Ani DiFranco
& Utah Phillips,
Fellow Workers
(Righteous Babe Records, 1999)

Ani DiFranco is the name that will get copies of Fellow Workers into people's homes and into their stereos. But it's Utah Phillips, her grizzled partner on this album, who will keep the CD playing.

Not having heard DiFranco's previous collaboration with Phillips, the 1996 release The Past Didn't Go Anywhere (also released on DiFranco's own Righteous Babe label), I had no idea what to expect from this new release. A few spins of the disc, however, and I've decided their earlier album is worth seeking out.

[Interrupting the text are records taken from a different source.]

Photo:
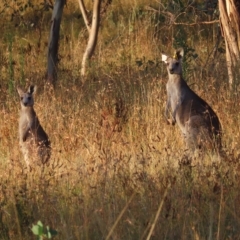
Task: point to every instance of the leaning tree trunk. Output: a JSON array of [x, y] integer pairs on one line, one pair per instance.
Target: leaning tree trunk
[[230, 25], [93, 34], [53, 41]]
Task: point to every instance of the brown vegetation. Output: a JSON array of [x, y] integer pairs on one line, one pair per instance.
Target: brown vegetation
[[113, 156]]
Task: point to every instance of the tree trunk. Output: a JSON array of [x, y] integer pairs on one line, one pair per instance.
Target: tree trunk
[[93, 35], [53, 41], [230, 26]]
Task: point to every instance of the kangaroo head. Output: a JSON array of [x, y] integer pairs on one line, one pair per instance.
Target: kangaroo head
[[174, 64], [26, 98]]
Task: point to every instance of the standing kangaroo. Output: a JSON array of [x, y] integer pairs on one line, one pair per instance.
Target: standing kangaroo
[[34, 141], [198, 122]]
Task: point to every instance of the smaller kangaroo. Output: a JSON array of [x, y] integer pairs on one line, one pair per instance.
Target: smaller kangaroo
[[34, 141], [199, 124]]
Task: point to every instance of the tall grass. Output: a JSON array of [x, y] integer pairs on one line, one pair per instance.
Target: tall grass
[[113, 155]]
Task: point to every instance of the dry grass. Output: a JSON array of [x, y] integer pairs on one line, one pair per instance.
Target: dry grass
[[113, 155]]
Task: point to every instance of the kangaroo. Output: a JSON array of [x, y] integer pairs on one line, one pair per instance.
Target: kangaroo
[[34, 141], [198, 122]]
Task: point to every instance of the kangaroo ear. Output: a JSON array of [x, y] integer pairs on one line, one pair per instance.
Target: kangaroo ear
[[164, 57], [20, 91], [32, 89], [179, 53]]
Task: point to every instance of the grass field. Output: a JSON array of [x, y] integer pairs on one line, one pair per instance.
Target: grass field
[[117, 170]]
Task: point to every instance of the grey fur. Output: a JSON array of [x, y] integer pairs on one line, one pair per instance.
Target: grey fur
[[199, 124], [34, 141]]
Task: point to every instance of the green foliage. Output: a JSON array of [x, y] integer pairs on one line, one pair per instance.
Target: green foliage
[[43, 232]]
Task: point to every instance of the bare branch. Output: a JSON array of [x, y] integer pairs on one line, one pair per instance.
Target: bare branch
[[93, 35], [84, 14]]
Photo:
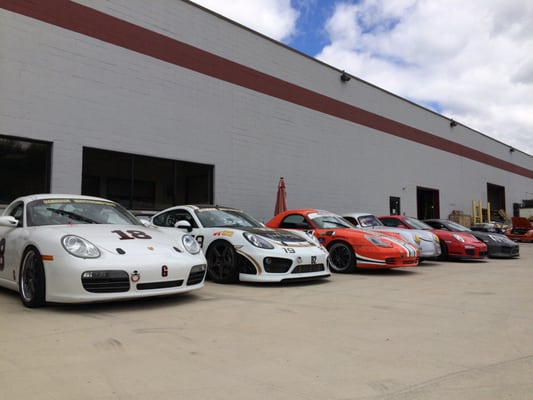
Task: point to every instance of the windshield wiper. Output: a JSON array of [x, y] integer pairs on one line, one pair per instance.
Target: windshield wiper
[[72, 215]]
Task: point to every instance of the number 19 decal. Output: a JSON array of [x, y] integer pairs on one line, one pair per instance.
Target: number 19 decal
[[132, 235]]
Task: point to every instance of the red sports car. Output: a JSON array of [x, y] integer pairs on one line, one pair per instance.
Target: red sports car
[[349, 248], [454, 244], [521, 231]]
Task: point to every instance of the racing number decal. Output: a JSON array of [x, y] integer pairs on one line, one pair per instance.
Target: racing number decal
[[2, 250], [132, 235], [200, 240]]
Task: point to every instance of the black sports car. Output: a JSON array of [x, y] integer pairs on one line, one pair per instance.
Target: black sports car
[[498, 245]]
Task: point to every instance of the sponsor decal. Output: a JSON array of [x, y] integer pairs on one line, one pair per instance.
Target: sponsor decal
[[135, 276]]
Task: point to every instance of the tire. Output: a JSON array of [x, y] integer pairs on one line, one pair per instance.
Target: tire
[[341, 258], [443, 251], [222, 263], [32, 283]]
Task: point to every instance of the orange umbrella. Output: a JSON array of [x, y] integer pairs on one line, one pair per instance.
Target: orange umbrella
[[281, 200]]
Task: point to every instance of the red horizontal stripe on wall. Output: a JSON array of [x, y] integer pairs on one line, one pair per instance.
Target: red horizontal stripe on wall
[[87, 21]]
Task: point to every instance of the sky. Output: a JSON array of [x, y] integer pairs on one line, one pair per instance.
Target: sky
[[471, 61]]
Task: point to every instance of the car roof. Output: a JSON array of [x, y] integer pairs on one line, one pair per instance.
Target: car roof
[[42, 196]]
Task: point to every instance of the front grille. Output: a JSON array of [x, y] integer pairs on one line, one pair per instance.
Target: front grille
[[276, 265], [159, 285], [105, 281], [300, 269]]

Fellow Workers isn't an album of alternative rock or folk pop by any stretch. Rather, it's a musical stage on which Phillips tells stories of the American workers' plight and their struggle for rights as the nation developed. And it's a bloody powerful tale he tells, shot through with hardship and death, corruption and plain dirty dealing, and the indomitable spirits of the American men and women who refused to bow down and take less than they deserved.

Some he tells in straight storyteller fashion, with DiFranco and Phillip's Mensabilly Band providing a musical backdrop. Others he sings, sometimes alone, sometimes with a harmonic accompaniment by DiFranco and others in the band. Believe me, when Phillips first opened his mouth for a sing-songy chant called "Stupid's Song," I was prepared to dislike this album immensely. But then he launched into the story of Mother Mary Harris Jones, the miners' friend, who at age 83 was labeled by President Theodore Roosevelt "the most dangerous woman in America" -- a fiesty champion of underground workers across the country, driving scabs from the coal pits with a broom and singlehandedly facing down a militia.

And I was hooked.

The Phillips/DiFranco story-song "Direct Action" combines an amblin' melody and rhythm section with the story of the Spokane Free Speech Fight in 1910, when workers flocking to the silver mines and logging camps found a unique solution after being denied their rights to public speech. The music keeps the story moving as Phillips tells the history in an animated lecture style. It's one of several fascinating tales on the album and it leads directly into the traditional Joe Hill ballad, "Pie in the Sky," which disputes the notion that people should give all they have now and starve so they can get all they can eat in the afterlife. This one is sung by Phillips and friends in a perfectly mocking Baptist choir style.

"Shoot or Stab Them," again a Phillips/DiFranco collaboration, is another story, this one about Lucy Parsons, a black woman from Texas who married a Confederate lieutenant and moved to Chicago, where they got involved in the movement for labor rights. Her advice, given in the 1930s in Chicago's Haymarket, is a nasty, but spunky, bit of social redefinition.

The album's 18 tracks were recorded in front of a live in-studio audience and, while it's a given they're already on the side of the performers, the crowd's reactions give the recording the feel of a folk benefit and workers' rally. Phillips' down-home style of singing and talking is a treat to hear, and little touches -- like when, in "The Saw-Playing Musician," he is diverted from one story to tell another and forgets where he was in the first -- add to the live, you-were-there feel.

The musical additions to the stories and traditional rallying songs are an unusual but highly effective accent that make the album even more enjoyable. DiFranco and a half-dozen accompanying musicians never step into the spotlight and detract from Phillips' words.

But listening to Fellow Workers isn't all a pleasant experience. It's not meant to be. Phillips gives listeners a cold dose of reality, a generous helping of American history we're rarely served. Not everyone will have an appetite for those lessons, but we should all digest it just the same. As educator/writer Howard Zinn explains in the liner notes, Phillips and DiFranco have collaborated "to bring a message of defiance, disobedience, and solidarity ... (and) remind us of a history that we were not taught in schools and colleges. They tell us of people who, like us, seemed to be powerless before the might of corporations, but who struggled and fought back, and changed their lives."

It might even inspire a few reactions to current conditions, which still aren't all bread and roses for every worker in America. The rockin' conclusion to the story "Why Come?" asks that very question, pondering why young people today aren't moved to do what their predecessors did generations before them.

Phillips and DiFranco incite even more with the brief, dissonant song "I Will Not Obey," which is sung and played to strike a few sour chords -- a purely intentional choice.

A lot of great American folk music was inspired by adversity, and this album is a new treasure of that tradition. Phillips provides the real wealth in Fellow Workers, and DiFranco adds glitter and polish to the sound. This album is well worth repeated listening.